“Put down the handgun and pick up the caulk gun …”
That was the revolutionary cry of Van Jones, the Obama administration’s former “green czar,” describing the president’s green-jobs initiative.
And certainly, when the president budgeted hundreds of millions of dollars for weatherizing homes via the American Recovery and Reinvestment Act, it seemed as though there might indeed be an army of weatherizers storming your hometown soon.
But stimulus funds for weatherization weren’t just spent on caulk, weather-stripping, attic insulation, and the necessary labor to install them — items known as the “low-hanging fruit” of weatherization. In Colorado, stimulus funds helped more than 4,100 households get new refrigerators, at no cost to the recipient. Stimulus funds also replaced upwards of 3,900 water heaters, again, with no cost to the recipient.
Advocates say “weatherization” encompasses making a home more energy efficient by any means necessary. Critics say giving away free appliances is another expansion of the welfare state.
“People hear the term ‘weatherization’ and think of ways to make their home warmer or cooler,” said Denise Stepto with the Colorado Governor’s Energy Office. “This program defines weatherization as energy efficient, cost-saving measures in the energy retrofit of the home. Refrigerators are included in the energy audit part of reducing the electrical base load of a home because they are huge energy hogs. For every dollar invested in purchasing the appliance, the same is saved in money due to reduced energy usage.”
“This is nothing more than good old-fashioned vote buying,” said Jon Caldara, president of the free-market think tank The Independence Institute. (Full disclosure: He’s also my employer.) “I’ve got tons of Coors Light sitting in my garage, and the cold-activation strips haven’t turned blue yet, so where’s my government refrigerator? FDR wouldn’t have the cheek to put forward a scheme like this.”
Yet, the free refrigerators were not available to everyone; it’s likely Caldara did not meet income requirements. “The income qualification guidelines were determined by the (Department of Energy) and are set at 200 percent of the federal poverty level. Income verification is done in compliance with grant guidance using tax returns and/or pay stubs,” Stepto said.
The state’s weatherization program also offered thousands of rebates on new appliances, such as refrigerators, and clothes washers and dryers.
For comparison, Colorado Watchdog contacted other states to see how they spent weatherization funds that were specifically tied to the stimulus, and whether those funds were spent on appliances where the recipient put no money down or did not have to apply for a rebate.
(Comparing stimulus weatherization programs across states isn’t an apples-and-oranges problem, so much as Granny Smith and Red Delicious situation — still apples to apples, but because of slight differences in rules and/or time spent on the weatherization program from state to state, the comparison is not perfect, but very close.)
Delaware replaced 125 furnaces, but replaced no other item that could be considered an appliance.
Florida, despite a population roughly three and a half times Colorado’s, has replaced 5,800 refrigerators, just 1,700 more than the Centennial state.
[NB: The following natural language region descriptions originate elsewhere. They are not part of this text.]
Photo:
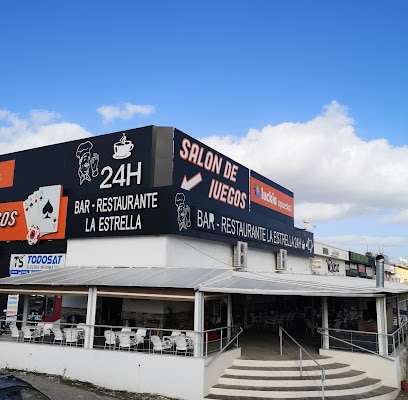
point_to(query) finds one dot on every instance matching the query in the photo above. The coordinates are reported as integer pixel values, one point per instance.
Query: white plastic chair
(15, 332)
(125, 342)
(71, 336)
(140, 337)
(159, 344)
(26, 334)
(58, 335)
(181, 345)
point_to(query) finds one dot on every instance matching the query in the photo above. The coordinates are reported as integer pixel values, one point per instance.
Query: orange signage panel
(7, 173)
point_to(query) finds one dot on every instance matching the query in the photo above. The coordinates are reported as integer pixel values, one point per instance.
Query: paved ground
(60, 389)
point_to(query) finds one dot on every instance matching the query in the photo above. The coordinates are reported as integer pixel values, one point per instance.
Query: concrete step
(281, 379)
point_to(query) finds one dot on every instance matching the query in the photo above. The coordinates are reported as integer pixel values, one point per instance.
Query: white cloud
(332, 172)
(41, 128)
(124, 111)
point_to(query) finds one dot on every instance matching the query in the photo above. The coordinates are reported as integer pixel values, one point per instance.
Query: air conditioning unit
(240, 255)
(281, 260)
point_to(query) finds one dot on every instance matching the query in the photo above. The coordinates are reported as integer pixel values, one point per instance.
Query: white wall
(173, 376)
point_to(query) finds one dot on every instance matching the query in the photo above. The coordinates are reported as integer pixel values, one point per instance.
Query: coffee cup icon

However, Florida also replaced nearly 15,000 heating and air-conditioning units, almost 5,000 window A/C units, and 6,700 water heaters.
Maine’s response was particularly instructive, noting that grant funding from ARRA “allows states to expand their regular Weatherization Assistance Program (WAP) for residential buildings to include materials, benefits, and renewable and domestic energy technologies not covered by traditional WAP. The primary purpose is to determine if these new technologies generate savings to investment rations that would lead DOE to add them to the regular WAP.”
As a result, Maine reports installing 196 clothes washers, 87 tankless on-demand hot-water systems, and 37 solar hot-water systems, and installed no other types or kinds of appliances.
Iowa aggressively replaced water heaters and furnaces (3,259 and 3,948, respectively), but replaced far fewer refrigerators than Colorado (just over 1700).
New Mexico does not have data from the first year of ARRA funding, but from 2010-12 has replaced 849 refrigerators, 532 heaters, and 291 water heaters.
Nevada replaced 156 water heaters, and 1197 refrigerators since 2009. According to these audit documents obtained by Colorado Watchdog, several apartments in Nevada received virtually no weatherizing work that would require any “elbow grease” at all, but received only the installation of new appliances like refrigerators and other new technologies such as CFL light bulbs and low-flow showerheads.
One state’s reply stood out: The Commonwealth of Kentucky told us they could not calculate the number of refrigerator replacements without going through over 10,000 documents in multiple locations. They estimated the cost of fulfilling an open records request for the information at $75,000 dollars.